Hall viscosity of the composite-fermion Fermi seas for fermions and bosons

Abstract

The Hall viscosity has been proposed as a topological property of incompressible fractional quantum Hall states and can be evaluated as Berry curvature. This paper reports on the Hall viscosities of composite-fermion Fermi seas at $\nu=1/m$, where $m$ is even for fermions and odd for bosons.

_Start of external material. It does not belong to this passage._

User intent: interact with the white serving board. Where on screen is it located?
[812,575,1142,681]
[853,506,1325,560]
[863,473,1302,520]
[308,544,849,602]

A well-defined value for the Hall viscosity is not obtained by viewing the $1/m$ composite-fermion Fermi seas as the $n\rightarrow \infty$ limit of the Jain $\nu=n/(nm\pm 1)$ states, whose Hall viscosities $(\pm n+m)\hbar \rho/4$ ($\rho$ is the two-dimensional density) approach $\pm \infty$ in the limit $n\rightarrow \infty$. A direct calculation shows that the Hall viscosities of the composite-fermion Fermi sea states are finite, and also relatively stable with system size variation, although they are not topologically quantized in the entire $\tau$ space. I find that the $\nu=1/2$ composite-fermion Fermi sea wave function for a square torus yields a Hall viscosity that is expected from particle-hole symmetry and is also consistent with the orbital spin of $1/2$ for Dirac composite fermions. I compare my numerical results with some theoretical conjectures.